Food storage is also key in processing, especially in low-income rural areas where farmers may have good harvests but lose a good portion of their wares due to poor storage facilities. This is true for both meats (which require refrigeration) and grains (which need functioning grain stores). Addressing this challenge can require large interventions, like rehabilitating facilities that serve entire communities. Some changes can happen at the household level; one innovation Concern has introduced into women’s groups around the world are solar dryers, which serve as one solution. Sun-drying vegetables, a traditional practice, preserves micronutrients and prolongs shelf lives. 

3. Distribution

This is when food begins to reach the consumer. Many of the farmers and other food producers Concern work with sell their wares at local markets, which is where they also buy their own family groceries. In some cases, the distribution can go a bit further — the businesswomen who form the Chalbi Salt Self-Help Group travel two days on foot to gather natural salt deposits from northern Kenya’s Chalbi Desert, making a 39 kilometre round trip to sell locally within their community and those just across the border in Ethiopia. 

The distribution phase of the food system is also where food is sold to wholesalers, community programmes, and local merchants. Marketing and business skills come in handy here, which is why we factor them into our Graduation programmes and other livelihood initiatives. A small network of income-generating projects run by Concern in northern Lebanon for both Syrian refugees and members of the host community not only taught women the basics of dairy production, but also the ways in which they pitch their fresh cheese and dairy to local shops with confidence and ease. 

Congolese woman at the market with her produce
Ruth Ngoyi, 25, and her vegetables for sale at the central market of the town of Manono, Tanganyika Province. Photo: Hugh Kinsella Cunningham/Concern Worldwide

4. Consumption

When food reaches the consumer, this is — as the word would suggest — the consumption phase of a food system. However, this goes beyond eating. Consumption is everything from purchasing the food, to storing it, to cooking, and eating it. In some more complex models of the food system, composting old food would be its own phase, but we can also include composting and other forms of disposal (whether it’s wasting food that didn’t get eaten in time, or disposing inedible parts that can’t be composted). 

What’s available to communities and what people can afford are two big factors that shape the consumption cycle. Inflation in Haiti, for example, has made basic staples of nutrition almost impossible to afford, with one recent World Food Programme report estimating that a working Haitian spent 35% of their daily income on one meal — which is akin to someone in Dublin paying €70 for lunch.

Changes in consumption can also influence changes in production. With staple crops like sorghum suffering in an increasingly drought-ridden district in northern Ethiopia, the hardy mung bean was, on paper, a sound, drought-resistant alternative. Farmers in the region were initially sceptical of switching crops — a risky endeavour. However, cooking demonstrations helped to show that the crop was delicious and versatile. It’s now so popular in the region that it sells for four times the price of sorghum.

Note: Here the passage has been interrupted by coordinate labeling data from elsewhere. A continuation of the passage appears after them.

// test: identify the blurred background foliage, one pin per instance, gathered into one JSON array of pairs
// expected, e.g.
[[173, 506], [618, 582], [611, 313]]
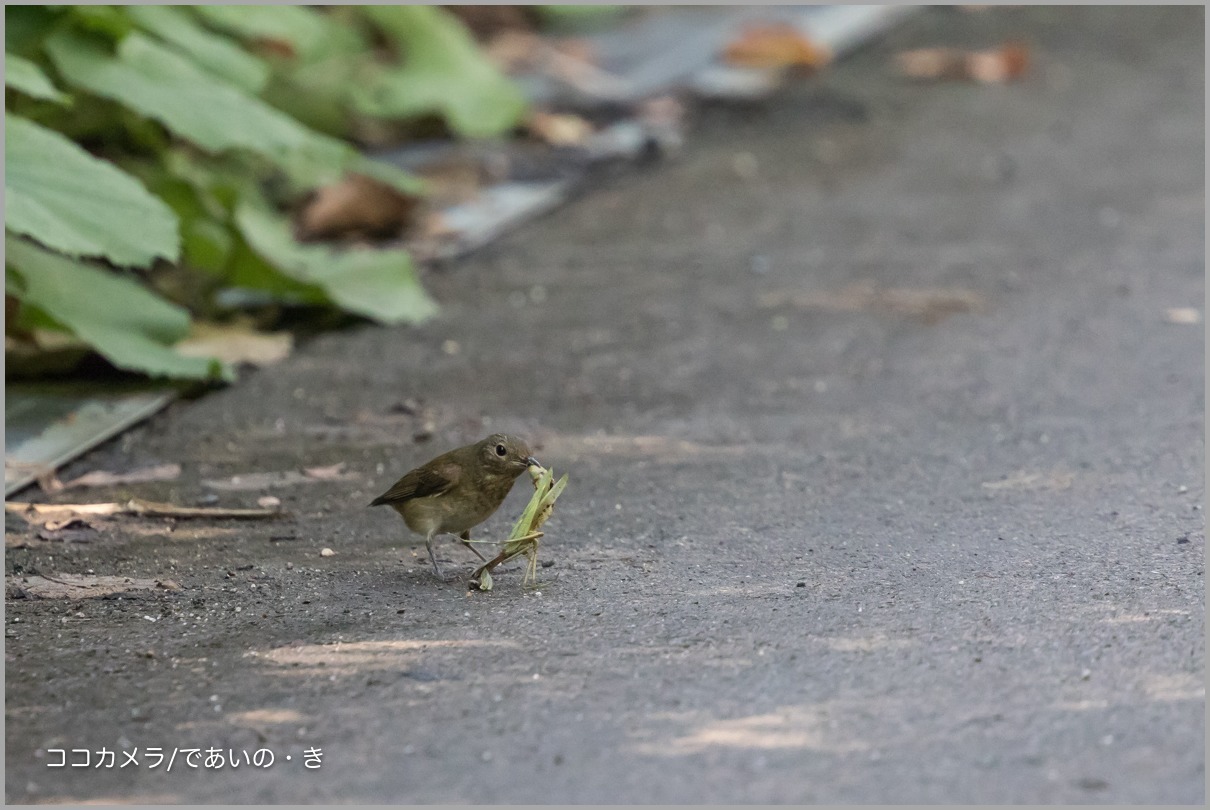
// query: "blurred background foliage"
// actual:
[[155, 153]]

Central African woman cooking in her home
Mother-of-four Hermine Kounougoue (27) prepares a meal of amaranth leaves, peanut paste, and plantain after a cooking demonstration with her neighbor Nadine Doko, a Concern-supported Mama Lumiere – or “lead mother.” Hermine and her family have benefitted from Nadine’s help. (Photo: Chris de Bode)

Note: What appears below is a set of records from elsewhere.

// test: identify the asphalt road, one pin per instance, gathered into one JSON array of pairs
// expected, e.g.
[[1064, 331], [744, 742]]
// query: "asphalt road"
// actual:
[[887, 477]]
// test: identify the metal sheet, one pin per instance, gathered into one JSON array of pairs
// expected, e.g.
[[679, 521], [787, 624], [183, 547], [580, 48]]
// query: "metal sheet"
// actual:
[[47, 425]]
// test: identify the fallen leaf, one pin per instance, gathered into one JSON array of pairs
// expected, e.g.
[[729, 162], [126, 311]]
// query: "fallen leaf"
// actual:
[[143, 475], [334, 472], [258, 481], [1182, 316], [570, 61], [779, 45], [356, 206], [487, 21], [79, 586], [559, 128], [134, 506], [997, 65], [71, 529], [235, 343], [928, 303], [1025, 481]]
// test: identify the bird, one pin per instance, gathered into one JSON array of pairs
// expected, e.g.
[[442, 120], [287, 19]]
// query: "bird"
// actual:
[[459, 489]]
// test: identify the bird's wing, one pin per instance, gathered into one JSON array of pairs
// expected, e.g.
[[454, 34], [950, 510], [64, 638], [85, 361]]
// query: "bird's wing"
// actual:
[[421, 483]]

Zero Hunger and strong food systems: Concern's approach

Zero poverty is only achievable if we also reach zero hunger. We work towards this by addressing malnutrition — along with the overall health and well-being of — in the communities we serve. Specifically, we focus on those most vulnerable to malnutrition, including children and women who are pregnant, breastfeeding, or of age for pregnancy. We balance rapid response with long-term solutions that address many of the root causes of hunger.